Autonomous vehicles rely on very complex artificial intelligence, so the industry needs to build safe, reliable, and trustworthy AI systems. Swiss company Lakera can bring AI to a mission-critical level of safety.
Henry Ford once said that “quality is doing the right thing when no one is looking”. As our world becomes increasingly connected, we are now expected to do the right thing while everyone is looking, except for us. Connected and autonomous vehicles promise to make the world a better place; from optimized electric cars to autonomous transport, transparent supply chains, and independence for people with various abilities. We are seeing benefits to society beyond the Herbies, Javas, and Knight Riders of Hollywood.
However, these AVs (autonomous vehicles) rely on complex AI (artificial intelligence), and while AVs are mission-critical systems, AI is still being developed like consumer technology. The Silicon Valley saying “move fast and break things” does not and should not apply to human life. Nobody ever said, “Move fast and break humans.” So how do we bring AI to a mission-critical level of safety? We can take inspiration from traditional software systems.
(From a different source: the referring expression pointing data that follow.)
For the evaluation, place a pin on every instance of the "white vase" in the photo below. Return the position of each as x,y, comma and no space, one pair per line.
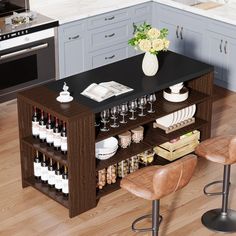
150,64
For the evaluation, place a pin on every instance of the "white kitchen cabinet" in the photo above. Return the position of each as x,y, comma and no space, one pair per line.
186,30
71,44
222,54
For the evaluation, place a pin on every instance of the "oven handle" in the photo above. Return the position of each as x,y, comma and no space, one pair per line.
21,52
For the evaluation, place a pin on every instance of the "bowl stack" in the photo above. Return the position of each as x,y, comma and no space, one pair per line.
106,148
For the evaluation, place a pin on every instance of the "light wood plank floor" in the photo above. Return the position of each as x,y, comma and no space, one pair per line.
28,212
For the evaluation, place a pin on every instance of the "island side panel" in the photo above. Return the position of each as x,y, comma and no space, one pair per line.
81,164
26,153
204,84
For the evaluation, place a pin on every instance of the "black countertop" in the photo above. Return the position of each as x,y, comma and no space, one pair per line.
173,69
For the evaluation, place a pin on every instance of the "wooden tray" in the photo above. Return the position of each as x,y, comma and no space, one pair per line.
172,151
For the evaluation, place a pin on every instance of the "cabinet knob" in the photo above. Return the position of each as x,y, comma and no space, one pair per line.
110,18
74,37
225,47
221,41
107,58
177,32
109,35
181,33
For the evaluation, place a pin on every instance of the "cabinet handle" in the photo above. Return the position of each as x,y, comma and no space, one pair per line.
221,41
109,35
110,18
181,33
74,37
177,32
225,47
106,58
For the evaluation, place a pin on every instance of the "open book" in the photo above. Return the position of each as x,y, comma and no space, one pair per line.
105,90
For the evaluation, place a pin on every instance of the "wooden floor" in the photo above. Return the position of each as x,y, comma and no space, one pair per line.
28,212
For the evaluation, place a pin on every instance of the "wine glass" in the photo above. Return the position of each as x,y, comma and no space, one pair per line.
151,99
123,112
104,119
142,103
132,108
114,116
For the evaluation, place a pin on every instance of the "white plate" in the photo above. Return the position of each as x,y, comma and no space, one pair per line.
166,121
64,99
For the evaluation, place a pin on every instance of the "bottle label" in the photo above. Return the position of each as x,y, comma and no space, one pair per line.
65,186
64,143
49,135
35,127
42,131
57,139
51,177
58,181
37,169
44,173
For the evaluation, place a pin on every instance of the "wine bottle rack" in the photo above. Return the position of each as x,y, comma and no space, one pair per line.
82,136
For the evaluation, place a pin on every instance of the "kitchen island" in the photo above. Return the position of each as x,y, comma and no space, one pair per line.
80,114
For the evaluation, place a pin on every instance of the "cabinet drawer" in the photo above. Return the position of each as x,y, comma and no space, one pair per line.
108,18
108,35
103,57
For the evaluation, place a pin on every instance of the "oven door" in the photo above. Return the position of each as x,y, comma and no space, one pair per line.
26,65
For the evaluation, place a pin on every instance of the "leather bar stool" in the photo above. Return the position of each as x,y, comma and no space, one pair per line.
222,150
156,182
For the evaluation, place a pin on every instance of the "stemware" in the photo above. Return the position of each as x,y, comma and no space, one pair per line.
123,112
142,103
151,99
114,116
132,108
104,119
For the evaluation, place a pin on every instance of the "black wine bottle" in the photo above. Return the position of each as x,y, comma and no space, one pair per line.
49,131
42,128
65,183
35,123
37,166
58,178
56,136
64,139
44,170
51,174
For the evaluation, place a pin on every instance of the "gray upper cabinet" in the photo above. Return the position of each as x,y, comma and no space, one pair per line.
186,30
71,44
222,53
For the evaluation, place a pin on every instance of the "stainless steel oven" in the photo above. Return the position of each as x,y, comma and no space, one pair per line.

What can we learn from software?
As C. A. R. Hoare’s classic 1996 article “How did software get so reliable without proof?” points out, it’s due to rigorous development processes, continuous improvement of existing software, and extensive testing. There is a process. Software engineers are more than familiar with concepts such as:
- Test-driven development
- Unit tests
- Regression tests
- Integration tests
Tests are a part of CI/CD (continuous integration/continuous development) pipelines. Engineers don’t merge code unless all tests have passed. By the time they go to production, they are confident that the software works as expected. They follow a “test-to-ship” strategy.
How do we currently test AI?
To evaluate the performance of ML (machine learning) systems, it’s common practice to split our dataset into training, validation, and testing subsets. The first two become part of the model training loop, whereas the testing subset is used separately to assess performance on unseen data. A typical evaluation would include calculating various metrics over these data subsets and using them as an indication of real-world system performance.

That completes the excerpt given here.